Women in Business: The marketing director closes the loop at the IRMC | Local News


While Annie Rizzo is just beginning an exciting new role at her job at Indiana Regional Medical Center, the seeds of her career were sown there in the spring of 2014, when she participated in an internship in the marketing department.

“It was a transition to what brought me back to the hospital,” said Rizzo, who moved into her new position as director of marketing and community relations earlier this month.

Rizzo, a Heilwood native, worked in IRMC’s marketing department for five years and previously as marketing director for the Indiana County Chamber of Commerce.

She was brought back to Indiana by her family and friends from Orlando, Florida after attending the Disney College program after graduating from Indiana University in Pennsylvania.

“I love Indiana, the small town vibe,” she said. “I hated being away from my family and friends. I really believe that everything is closed. It was destiny to return and serve the community at the hospital who cared for his family and friends. It has been gratifying.

Rizzo said she “went to college without really having any game plans.”

“I didn’t know what I wanted to do,” she says. “I went there and I didn’t have a major.”

Then she fell in love with marketing.

“There are endless possibilities of what you can do in this area,” she said. “I feel lucky to have been able to find something that I’m really passionate about.”

In college, she participated in internships at IRMC, Disney and IUP.

At IRMC she focused on social media and internal communications and at IUP she worked in the public relations department.
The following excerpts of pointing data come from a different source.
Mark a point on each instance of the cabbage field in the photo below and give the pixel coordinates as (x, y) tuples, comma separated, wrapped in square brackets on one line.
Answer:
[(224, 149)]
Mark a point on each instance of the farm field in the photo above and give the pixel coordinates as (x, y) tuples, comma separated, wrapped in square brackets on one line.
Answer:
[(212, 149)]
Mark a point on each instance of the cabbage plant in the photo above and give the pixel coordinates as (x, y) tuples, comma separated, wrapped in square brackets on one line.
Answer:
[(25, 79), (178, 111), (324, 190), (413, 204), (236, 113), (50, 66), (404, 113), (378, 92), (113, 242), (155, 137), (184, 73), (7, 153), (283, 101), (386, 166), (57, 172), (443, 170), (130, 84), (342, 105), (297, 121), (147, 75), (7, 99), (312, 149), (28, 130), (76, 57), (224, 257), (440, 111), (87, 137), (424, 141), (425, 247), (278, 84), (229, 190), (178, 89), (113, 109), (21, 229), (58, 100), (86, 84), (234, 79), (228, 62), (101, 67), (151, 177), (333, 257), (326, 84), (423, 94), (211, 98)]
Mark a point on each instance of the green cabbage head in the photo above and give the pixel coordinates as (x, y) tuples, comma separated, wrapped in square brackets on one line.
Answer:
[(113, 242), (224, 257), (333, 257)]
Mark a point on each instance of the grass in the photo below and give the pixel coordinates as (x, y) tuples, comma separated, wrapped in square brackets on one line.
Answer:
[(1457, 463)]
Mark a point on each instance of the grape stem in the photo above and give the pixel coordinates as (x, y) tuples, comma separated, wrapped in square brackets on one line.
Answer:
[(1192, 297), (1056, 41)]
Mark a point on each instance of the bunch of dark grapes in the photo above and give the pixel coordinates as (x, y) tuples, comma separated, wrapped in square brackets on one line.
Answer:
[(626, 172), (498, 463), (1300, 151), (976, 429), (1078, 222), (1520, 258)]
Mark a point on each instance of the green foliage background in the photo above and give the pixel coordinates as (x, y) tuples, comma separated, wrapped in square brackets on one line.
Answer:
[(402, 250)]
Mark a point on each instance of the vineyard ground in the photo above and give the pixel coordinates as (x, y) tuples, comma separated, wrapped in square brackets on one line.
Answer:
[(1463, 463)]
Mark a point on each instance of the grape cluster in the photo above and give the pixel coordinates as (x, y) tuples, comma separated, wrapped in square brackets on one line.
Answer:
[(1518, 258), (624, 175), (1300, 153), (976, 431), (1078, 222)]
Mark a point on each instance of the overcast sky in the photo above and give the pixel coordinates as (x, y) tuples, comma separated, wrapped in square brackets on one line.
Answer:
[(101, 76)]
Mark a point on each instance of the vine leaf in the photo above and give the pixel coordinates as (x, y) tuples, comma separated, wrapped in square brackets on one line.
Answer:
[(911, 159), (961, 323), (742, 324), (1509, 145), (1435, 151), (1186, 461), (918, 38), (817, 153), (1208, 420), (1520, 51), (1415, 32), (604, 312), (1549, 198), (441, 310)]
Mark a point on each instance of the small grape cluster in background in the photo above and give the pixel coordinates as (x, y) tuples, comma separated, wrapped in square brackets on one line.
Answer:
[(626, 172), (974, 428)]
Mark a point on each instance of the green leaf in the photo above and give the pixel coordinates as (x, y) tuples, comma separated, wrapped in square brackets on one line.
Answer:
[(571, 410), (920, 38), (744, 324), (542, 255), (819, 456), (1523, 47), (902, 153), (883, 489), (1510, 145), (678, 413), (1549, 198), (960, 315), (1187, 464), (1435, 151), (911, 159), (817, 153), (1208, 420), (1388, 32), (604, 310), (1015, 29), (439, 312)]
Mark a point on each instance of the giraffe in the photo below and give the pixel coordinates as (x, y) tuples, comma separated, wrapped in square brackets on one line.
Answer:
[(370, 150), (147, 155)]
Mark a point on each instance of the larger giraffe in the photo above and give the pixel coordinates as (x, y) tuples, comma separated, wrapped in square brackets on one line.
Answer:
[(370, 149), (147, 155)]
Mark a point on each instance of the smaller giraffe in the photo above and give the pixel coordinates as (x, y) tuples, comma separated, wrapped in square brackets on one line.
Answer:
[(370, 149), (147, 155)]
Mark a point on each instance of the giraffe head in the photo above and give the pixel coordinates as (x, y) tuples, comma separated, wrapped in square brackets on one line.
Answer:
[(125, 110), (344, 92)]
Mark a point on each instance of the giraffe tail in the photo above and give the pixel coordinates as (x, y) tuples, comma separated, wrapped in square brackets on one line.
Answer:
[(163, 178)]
At Disney, she gained what she described as “real-world experience and exposure to a company that has the breadth of Disney.”

“Everyone knows Disney,” Rizzo said. “Customer service is what they pride themselves on. At Disney, that’s when I became passionate about the customer service experience.

She brought this philosophy back to IRMC. While inpatients aren’t exactly on vacation, they are guests.

“It really translated for me to bring this back to Indiana and do the same for patients in the community, just in a different situation,” she said.

During his years at IRMC, Rizzo designed marketing and public relations campaigns and worked on brand management and provided health opportunities “to patients, potential patients and the community in his together”.

“Marketing is such a broad field,” she said. “You can be creative and publicize services that people might not otherwise know about.”

Rizzo’s service to the community goes beyond his career at IRMC and extends to volunteerism.

Last year, she was co-chair of the Indiana County United Way’s 90th Anniversary Fundraising Campaign which ended in February and raised $661,030.90.

She is also involved with the Indiana County Chamber of Commerce Young Professionals, IRMC Auxiliary, Heilwood Sportsmans Club and has contributed to local political campaigns.

The United Way campaign, she said, “proves how important volunteering is” and showed her “another reason why I love Indiana County.”

“People are supportive, generous and willing to give back and lend a hand when they can,” she said.

The campaign was like her own full-time job, and now that she and co-chair Amanda Augustine have passed the torch, a weight has been lifted. But in its absence, there is also a void.

“I can’t wait to get involved, to continue this volunteerism,” Rizzo said.

Rizzo thanks IRMC for giving him time and flexibility during the Centraide campaign.

“IRMC really cares about the community,” she said.

Organization was also crucial for Rizzo to find time for all of his endeavors, as well as maintaining “a good work/life balance.”

Finding time to decompress is very important, she says.

She enjoys cycling indoors and outdoors, reading and walking, and also enjoys traveling, especially to Disney.

In her new position at IRMC, Rizzo will be responsible for marketing plans for service lines and physicians and is involved in patient engagement, strategies to drive online traffic, community event planning and finding ways to ensure IRMC remains competitive.

She looks forward to a return to normal, as the COVID-19 pandemic has presented special challenges and an “ever-changing environment” for the health care field.

“The pandemic has changed the way we market any type of service,” Rizzo said. “That’s probably the challenge more than anything – finding new ways to reach our audience.”

It required creativity, versatility and adaptability, she said.

Now, she says, it’s time to focus on getting people back to IRMC after many missed appointments.

“I look forward to getting back into the community and meeting potential patients and current patients to provide them with the care they need and preventative care,” she said. “So many people are putting it off during the pandemic.”

Educating the community about health is an important aspect of his work.

“They don’t put their health first,” she says. “I think it’s important to get that message out to the community, to let them know what’s out there and help them navigate it.”

At IRMC, Rizzo said patients can receive “big city hospital services right here.”

Through his career and volunteering, what Rizzo enjoys most is meeting people.

“Everyone you come into contact with throughout your life… wherever it is, they can alternatively have some kind of impact on your future. I’ve met so many people… You never know when you’ll run into that person again.

She encourages others to “stay focused and not give up.”

“Once you make up your mind about it, it can always be done,” Rizzo said. “Keep this dream alive.”